Abstract
BACKGROUND/OBJECTIVES
The body composition changes in aging increased the risk of metabolic disorder. Recent dietary studies have increasingly focused on the correlations between dietary patterns and chronic diseases to overcome the limitations of traditional single-nutrient studies because nutrients in food have complex relations that interact.
SUBJECTS/METHODS
This study was conducted to classify a dietary pattern among Korean elderly using cluster analysis and to explore the relationships between dietary patterns and body composition changes in Korean elderly aged 65 years or older. The study subjects (n = 1,435) were individuals who participated in the Korean National Health Examination and Nutrition Survey (KNHANES) in 2011.
RESULTS
There were three dietary patterns derived by cluster analysis in this study: 'Traditional Korean' (37.49% of total population), 'Meat and Alcohol' (19.65%) and 'Westernized Korean' (42.86%).

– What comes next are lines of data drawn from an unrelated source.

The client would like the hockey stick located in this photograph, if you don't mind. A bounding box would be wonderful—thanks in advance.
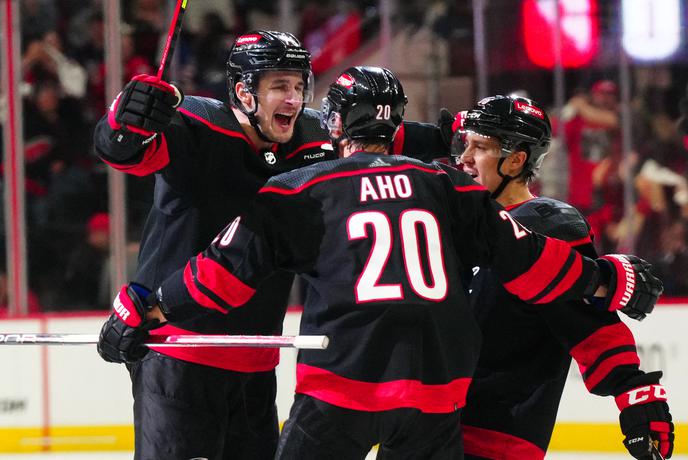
[0,333,329,350]
[157,0,188,81]
[650,441,664,460]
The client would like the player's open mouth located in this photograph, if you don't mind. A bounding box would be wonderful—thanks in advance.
[275,113,294,129]
[463,164,480,179]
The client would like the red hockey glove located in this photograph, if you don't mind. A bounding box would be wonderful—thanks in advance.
[596,254,664,321]
[97,283,160,363]
[108,75,184,137]
[616,372,674,460]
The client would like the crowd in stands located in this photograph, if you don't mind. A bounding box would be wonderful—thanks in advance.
[0,0,688,314]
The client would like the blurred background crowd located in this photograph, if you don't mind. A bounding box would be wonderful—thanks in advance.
[0,0,688,314]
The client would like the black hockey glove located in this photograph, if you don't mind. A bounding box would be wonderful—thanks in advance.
[97,283,160,363]
[616,372,674,460]
[111,75,184,137]
[596,254,664,321]
[437,108,455,149]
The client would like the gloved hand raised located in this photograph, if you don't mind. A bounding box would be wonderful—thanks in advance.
[596,254,664,321]
[437,108,466,148]
[616,372,674,460]
[97,283,160,363]
[108,75,184,136]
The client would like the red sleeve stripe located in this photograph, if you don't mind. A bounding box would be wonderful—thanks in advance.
[258,164,446,195]
[535,252,583,304]
[177,107,258,152]
[196,254,256,307]
[284,141,332,160]
[583,350,640,392]
[392,123,406,155]
[454,185,487,192]
[184,254,256,313]
[461,425,545,460]
[296,364,471,414]
[108,93,122,131]
[504,238,575,301]
[568,235,592,247]
[103,134,170,176]
[570,324,635,374]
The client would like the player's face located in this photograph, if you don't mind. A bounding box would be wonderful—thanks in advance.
[460,131,502,192]
[256,71,304,143]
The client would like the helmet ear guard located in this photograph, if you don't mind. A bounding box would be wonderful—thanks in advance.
[321,66,407,144]
[227,30,315,142]
[463,95,552,174]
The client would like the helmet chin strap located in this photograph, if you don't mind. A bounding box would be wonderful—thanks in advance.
[490,157,526,200]
[490,157,515,200]
[239,94,279,144]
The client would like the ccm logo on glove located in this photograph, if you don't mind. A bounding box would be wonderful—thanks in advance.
[616,385,667,410]
[112,286,142,327]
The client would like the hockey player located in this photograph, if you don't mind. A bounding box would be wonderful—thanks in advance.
[95,31,448,460]
[102,67,661,460]
[452,96,674,460]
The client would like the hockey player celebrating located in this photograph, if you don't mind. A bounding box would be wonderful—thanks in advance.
[452,96,674,460]
[102,67,661,459]
[95,31,448,460]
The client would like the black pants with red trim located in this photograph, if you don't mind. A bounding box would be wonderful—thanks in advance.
[275,394,463,460]
[129,351,279,460]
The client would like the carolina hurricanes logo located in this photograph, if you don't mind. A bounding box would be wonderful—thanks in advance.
[236,34,263,46]
[514,101,545,120]
[337,73,354,89]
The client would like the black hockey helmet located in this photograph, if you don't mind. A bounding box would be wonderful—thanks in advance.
[227,30,313,113]
[320,66,407,144]
[462,96,552,174]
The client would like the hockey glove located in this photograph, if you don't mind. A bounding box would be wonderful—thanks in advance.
[596,254,664,321]
[109,75,184,137]
[437,108,455,149]
[97,283,160,363]
[616,372,674,460]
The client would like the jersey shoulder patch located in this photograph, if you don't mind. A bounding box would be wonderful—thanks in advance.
[508,197,590,243]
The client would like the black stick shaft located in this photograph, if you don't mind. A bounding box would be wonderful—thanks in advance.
[158,0,188,81]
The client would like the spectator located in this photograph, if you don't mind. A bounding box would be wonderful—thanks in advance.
[562,80,623,252]
[648,219,688,296]
[22,31,87,98]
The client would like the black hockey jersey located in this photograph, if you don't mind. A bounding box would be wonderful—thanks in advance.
[95,96,447,372]
[159,152,597,413]
[462,198,641,460]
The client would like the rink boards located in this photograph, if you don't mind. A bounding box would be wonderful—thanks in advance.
[0,302,688,454]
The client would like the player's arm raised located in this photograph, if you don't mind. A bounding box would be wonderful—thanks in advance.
[449,167,663,317]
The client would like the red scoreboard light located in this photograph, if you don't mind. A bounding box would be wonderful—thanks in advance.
[522,0,599,69]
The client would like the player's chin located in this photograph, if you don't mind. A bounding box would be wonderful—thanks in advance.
[270,125,294,144]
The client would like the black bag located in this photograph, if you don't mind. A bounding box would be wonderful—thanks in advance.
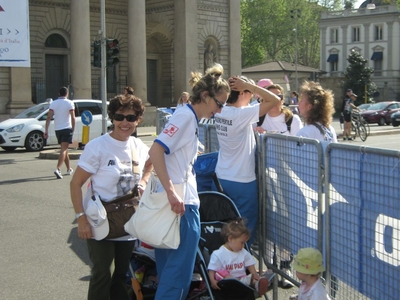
[102,185,139,239]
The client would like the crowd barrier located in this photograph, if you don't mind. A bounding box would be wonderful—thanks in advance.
[195,123,400,299]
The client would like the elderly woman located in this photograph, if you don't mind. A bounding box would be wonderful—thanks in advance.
[297,81,337,143]
[70,94,153,300]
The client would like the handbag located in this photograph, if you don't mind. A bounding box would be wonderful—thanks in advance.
[125,175,187,249]
[91,140,140,239]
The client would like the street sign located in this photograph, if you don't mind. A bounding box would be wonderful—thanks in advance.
[81,110,93,126]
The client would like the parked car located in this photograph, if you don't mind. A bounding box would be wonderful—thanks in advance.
[391,111,400,127]
[361,101,400,126]
[0,99,111,151]
[357,103,372,111]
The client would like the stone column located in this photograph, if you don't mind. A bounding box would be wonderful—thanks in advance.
[6,67,33,116]
[71,0,92,99]
[173,0,198,99]
[227,0,242,75]
[128,0,151,106]
[338,25,349,74]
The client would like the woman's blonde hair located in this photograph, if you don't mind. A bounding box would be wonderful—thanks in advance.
[300,81,335,127]
[266,84,293,122]
[189,64,230,104]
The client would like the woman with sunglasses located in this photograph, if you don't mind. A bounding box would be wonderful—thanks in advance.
[149,64,230,300]
[255,84,303,136]
[70,94,153,300]
[214,76,280,245]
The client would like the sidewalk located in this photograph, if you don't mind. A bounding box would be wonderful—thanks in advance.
[39,126,156,160]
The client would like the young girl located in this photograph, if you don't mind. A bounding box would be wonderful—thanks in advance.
[208,218,269,296]
[290,248,330,300]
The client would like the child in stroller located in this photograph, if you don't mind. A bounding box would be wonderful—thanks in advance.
[208,218,269,296]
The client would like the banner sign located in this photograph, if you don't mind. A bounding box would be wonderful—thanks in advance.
[0,0,31,67]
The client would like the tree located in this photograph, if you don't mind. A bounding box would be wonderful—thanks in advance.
[343,50,376,105]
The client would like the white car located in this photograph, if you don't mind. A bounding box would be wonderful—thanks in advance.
[0,99,111,151]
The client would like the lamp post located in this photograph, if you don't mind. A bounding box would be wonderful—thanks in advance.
[290,9,301,91]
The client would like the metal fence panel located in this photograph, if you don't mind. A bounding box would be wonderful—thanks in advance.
[327,144,400,299]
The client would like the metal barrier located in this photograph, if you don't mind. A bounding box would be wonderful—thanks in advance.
[199,124,400,300]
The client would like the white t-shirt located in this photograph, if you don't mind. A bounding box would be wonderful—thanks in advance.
[78,134,149,202]
[155,104,200,206]
[296,124,337,143]
[215,104,260,183]
[49,97,75,130]
[297,280,331,300]
[208,245,256,278]
[261,113,303,136]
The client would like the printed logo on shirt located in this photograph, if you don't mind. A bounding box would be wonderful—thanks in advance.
[163,123,179,137]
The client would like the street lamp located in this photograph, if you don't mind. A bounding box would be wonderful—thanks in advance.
[290,9,301,91]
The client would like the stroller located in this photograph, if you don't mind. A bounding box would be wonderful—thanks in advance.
[196,192,272,300]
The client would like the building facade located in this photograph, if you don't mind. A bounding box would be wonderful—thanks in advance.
[320,1,400,102]
[0,0,241,124]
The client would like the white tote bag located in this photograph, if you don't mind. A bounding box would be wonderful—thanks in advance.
[124,175,186,249]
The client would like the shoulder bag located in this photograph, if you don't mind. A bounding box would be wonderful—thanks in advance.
[92,141,141,239]
[125,171,187,249]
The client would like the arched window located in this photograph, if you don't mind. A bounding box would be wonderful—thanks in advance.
[44,33,67,48]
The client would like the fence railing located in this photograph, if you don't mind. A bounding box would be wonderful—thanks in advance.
[199,123,400,299]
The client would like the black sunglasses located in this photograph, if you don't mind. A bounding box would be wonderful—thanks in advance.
[114,114,138,122]
[213,97,224,109]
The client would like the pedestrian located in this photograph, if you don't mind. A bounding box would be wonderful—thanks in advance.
[70,94,153,300]
[297,81,337,143]
[255,84,303,136]
[176,92,190,109]
[213,76,280,245]
[342,89,358,141]
[149,64,230,300]
[44,86,75,179]
[208,218,271,297]
[290,248,330,300]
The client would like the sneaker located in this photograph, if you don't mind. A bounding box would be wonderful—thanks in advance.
[281,269,294,287]
[256,277,269,296]
[54,169,62,179]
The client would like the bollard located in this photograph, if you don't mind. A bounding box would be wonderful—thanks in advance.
[82,125,90,145]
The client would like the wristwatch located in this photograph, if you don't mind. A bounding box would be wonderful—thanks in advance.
[75,212,85,220]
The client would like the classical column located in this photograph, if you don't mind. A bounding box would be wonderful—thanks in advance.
[229,0,242,74]
[128,0,151,106]
[338,25,349,74]
[173,0,199,99]
[71,0,92,99]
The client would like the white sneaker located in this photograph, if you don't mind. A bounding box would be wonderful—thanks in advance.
[281,269,294,287]
[54,169,62,179]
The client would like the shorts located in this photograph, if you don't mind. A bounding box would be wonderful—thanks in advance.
[56,128,74,144]
[343,112,351,122]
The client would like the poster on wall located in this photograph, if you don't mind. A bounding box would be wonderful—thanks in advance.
[0,0,31,67]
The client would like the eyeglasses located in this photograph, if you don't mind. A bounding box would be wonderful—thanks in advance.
[114,114,138,122]
[212,97,224,109]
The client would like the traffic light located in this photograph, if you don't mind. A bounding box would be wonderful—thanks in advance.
[106,39,119,66]
[92,41,101,68]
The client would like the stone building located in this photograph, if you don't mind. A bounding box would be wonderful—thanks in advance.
[0,0,241,124]
[320,0,400,101]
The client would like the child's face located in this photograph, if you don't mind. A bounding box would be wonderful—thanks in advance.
[227,235,249,252]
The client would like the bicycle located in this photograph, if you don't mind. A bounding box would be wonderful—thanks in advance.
[351,112,369,142]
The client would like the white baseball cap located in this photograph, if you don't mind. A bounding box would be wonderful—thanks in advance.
[83,192,110,241]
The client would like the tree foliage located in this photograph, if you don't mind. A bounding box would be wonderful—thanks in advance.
[343,50,376,104]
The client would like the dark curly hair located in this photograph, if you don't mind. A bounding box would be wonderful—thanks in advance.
[300,81,335,127]
[107,94,145,123]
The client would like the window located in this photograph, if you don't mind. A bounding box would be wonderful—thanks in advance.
[351,27,360,42]
[331,28,339,44]
[374,60,382,76]
[375,25,383,41]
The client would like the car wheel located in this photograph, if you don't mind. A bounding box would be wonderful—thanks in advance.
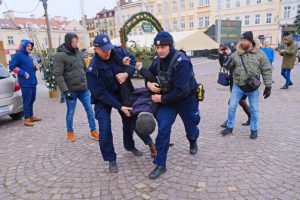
[9,112,23,120]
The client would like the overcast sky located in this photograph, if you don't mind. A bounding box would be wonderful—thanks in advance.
[0,0,116,20]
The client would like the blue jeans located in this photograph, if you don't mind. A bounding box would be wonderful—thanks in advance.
[281,69,292,87]
[153,98,200,166]
[66,90,97,132]
[227,84,259,131]
[21,87,36,119]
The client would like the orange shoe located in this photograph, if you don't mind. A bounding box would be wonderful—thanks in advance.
[91,131,99,141]
[67,132,76,142]
[24,118,33,126]
[30,116,42,122]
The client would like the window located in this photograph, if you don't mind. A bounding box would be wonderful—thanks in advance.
[217,0,222,10]
[198,17,203,28]
[190,0,194,9]
[204,16,209,27]
[226,0,230,8]
[283,6,291,18]
[266,13,272,24]
[180,0,185,10]
[189,18,194,29]
[173,19,177,31]
[255,15,260,24]
[244,15,250,25]
[7,36,14,45]
[180,19,185,29]
[172,1,177,12]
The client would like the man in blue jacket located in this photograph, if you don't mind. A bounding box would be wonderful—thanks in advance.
[146,32,200,179]
[87,34,152,173]
[9,40,41,126]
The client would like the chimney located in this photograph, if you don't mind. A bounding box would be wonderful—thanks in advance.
[3,10,15,19]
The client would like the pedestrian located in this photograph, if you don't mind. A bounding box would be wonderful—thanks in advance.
[221,31,272,139]
[54,33,99,142]
[146,32,200,179]
[87,33,153,173]
[279,35,298,89]
[9,40,41,126]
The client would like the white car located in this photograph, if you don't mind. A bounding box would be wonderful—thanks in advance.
[0,64,23,120]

The (1) 'Traditional Korean' pattern was characterized by high consumptions of white rice and low protein, low fat, and low milk products, while (2) 'Westernized Korean' pattern ate a Korean-style diet base with various foods such as noodles, bread, eggs and milk, (3) 'Meat and Alcohol' pattern had high consumptions of meat and alcohol. In body composition changes, compared with the 'Traditional Korean' pattern, the 'Meat & alcohol' pattern was associated with a 50% increased risk of having elevated BMI (kg/m2), 'Westernized Korean' pattern was associated with a 74% increased abnormality of ASM/Wt (kg) by logistics analysis. Most of the Korean adult population continues to follow ether a traditional Korean having beneficial effects for successful aging. However, the 'Traditional Korean' pattern showed low protein intake (0.7 g/kg), calcium intake, and vitamin D intake as well as low of appendicular skeletal muscle mass (ASM (kg)) among 3 groups.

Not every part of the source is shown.